Board meeting report: March 2, 2023

Here’s what we talked about at the last meeting of the FAUW Board of Directors:

New Equity Committee Terms of Reference were adopted. Changes include more detail about voting/decision making procedures, a new section on removal of committee members, the new role of equity advocate and facilitator, more detail regarding election of the chair, and further constraints around committee recruitment and selection to prioritize equity in selection.

Online Course Outline Repository. The Board discussed benefits and concerns about online course outline repositories. Look for a message from us about this soon, including examples of what actually needs to be submitted and examples from each faculty.

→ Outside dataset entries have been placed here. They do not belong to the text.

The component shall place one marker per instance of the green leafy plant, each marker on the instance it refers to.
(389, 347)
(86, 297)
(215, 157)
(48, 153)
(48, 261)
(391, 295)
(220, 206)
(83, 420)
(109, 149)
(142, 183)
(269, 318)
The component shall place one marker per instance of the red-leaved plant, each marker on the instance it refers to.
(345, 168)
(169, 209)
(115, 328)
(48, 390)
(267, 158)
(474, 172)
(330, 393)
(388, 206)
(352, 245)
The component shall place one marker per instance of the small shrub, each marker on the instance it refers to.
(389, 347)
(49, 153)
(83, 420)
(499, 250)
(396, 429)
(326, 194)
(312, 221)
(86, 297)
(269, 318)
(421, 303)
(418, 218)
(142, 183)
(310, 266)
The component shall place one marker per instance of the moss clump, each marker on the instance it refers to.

Vacation poll results. It became clear from the poll results that many faculty members are struggling to take the vacation time to which we are entitled (particularly faculty teaching in all three terms). We will be raising this at FRC, asking what they are doing to ensure our right to take our allocated vacation time, especially as a signatory to the Okanagan Charter.

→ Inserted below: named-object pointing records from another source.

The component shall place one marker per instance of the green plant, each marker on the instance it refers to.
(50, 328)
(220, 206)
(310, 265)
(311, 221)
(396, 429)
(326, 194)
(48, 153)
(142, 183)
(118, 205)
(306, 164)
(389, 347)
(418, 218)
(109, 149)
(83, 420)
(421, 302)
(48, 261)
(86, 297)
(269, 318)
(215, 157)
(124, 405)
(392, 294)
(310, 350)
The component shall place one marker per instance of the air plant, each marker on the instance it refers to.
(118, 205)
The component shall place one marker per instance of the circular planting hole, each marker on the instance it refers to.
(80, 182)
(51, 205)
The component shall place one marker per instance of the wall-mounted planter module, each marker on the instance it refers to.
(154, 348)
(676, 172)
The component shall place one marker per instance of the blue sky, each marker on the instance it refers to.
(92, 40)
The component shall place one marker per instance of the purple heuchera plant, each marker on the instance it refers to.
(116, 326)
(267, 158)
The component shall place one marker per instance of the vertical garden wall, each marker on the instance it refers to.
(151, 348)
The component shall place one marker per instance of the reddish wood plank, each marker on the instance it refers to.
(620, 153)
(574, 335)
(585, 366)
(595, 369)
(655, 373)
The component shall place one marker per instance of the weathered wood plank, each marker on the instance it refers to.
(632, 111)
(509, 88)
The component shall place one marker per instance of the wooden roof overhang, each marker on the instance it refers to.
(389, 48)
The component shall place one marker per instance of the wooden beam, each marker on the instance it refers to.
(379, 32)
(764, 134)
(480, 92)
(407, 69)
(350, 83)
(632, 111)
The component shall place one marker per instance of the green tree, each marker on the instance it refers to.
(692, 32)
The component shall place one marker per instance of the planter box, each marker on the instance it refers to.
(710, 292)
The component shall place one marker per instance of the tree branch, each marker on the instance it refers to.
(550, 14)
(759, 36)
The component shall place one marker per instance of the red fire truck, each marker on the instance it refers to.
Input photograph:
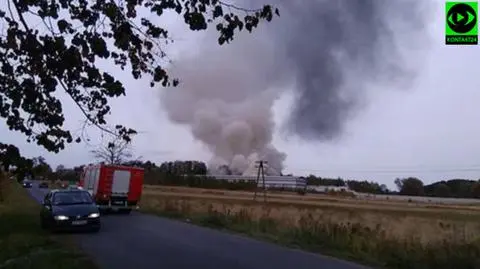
(113, 187)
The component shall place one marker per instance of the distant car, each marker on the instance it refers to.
(69, 210)
(26, 184)
(73, 187)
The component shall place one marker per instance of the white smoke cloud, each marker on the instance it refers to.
(227, 102)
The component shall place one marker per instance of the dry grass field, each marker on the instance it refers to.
(392, 234)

Equity Data Advisory Group. This group has stopped meeting, yet work on the Equity Survey is incomplete and it is unclear what is happening with the data, when and how it will be shared with the University community, and how often the survey will re-open. Initial data collection was summer-fall 2021, with a brief re-opening in WorkDay in May 2022 to reach the 2/3 faculty response rate but nothing has come of the survey yet and the information online about results is out of date. The Board passed a motion to propose to the FRC that the Equity Data Advisory Group be restarted.

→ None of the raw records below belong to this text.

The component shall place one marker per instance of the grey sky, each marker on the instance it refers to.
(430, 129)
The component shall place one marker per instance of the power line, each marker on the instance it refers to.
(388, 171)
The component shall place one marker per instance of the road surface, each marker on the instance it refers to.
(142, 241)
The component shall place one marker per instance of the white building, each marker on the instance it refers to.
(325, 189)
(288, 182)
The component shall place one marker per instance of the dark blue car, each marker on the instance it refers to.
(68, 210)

Governance review. The Board reviewed a project outline from CAUT and discussed the composition of the steering committee for the review. CAUT representatives will be invited to a future Board meeting to discuss further.

Graduate TA/RA certification. OrganizeUW, the grassroots campaign to form a union among TAs and RAs, is hoping to address graduate classes. In order to facilitate this, TAs and RAs will be contacting faculty members who teach grad classes with a request to address each class for 3-4 minutes. This is not a request for individual endorsements of OrganizeUW but simply a request to speak with grad students and we encourage you to consider the request.

Reopening the 2021 salary settlement. The administration has agreed to review our last 2021 salary settlement in light of Bill 124 being defeated in court (Bill 124 was the one that limited compensation increases to 1% annually across the Ontario public sector). A recent arbitration decision made it clear that organizations should not wait for the outcome of an appeal before re-opening the negotiations that were constrained by Bill 124.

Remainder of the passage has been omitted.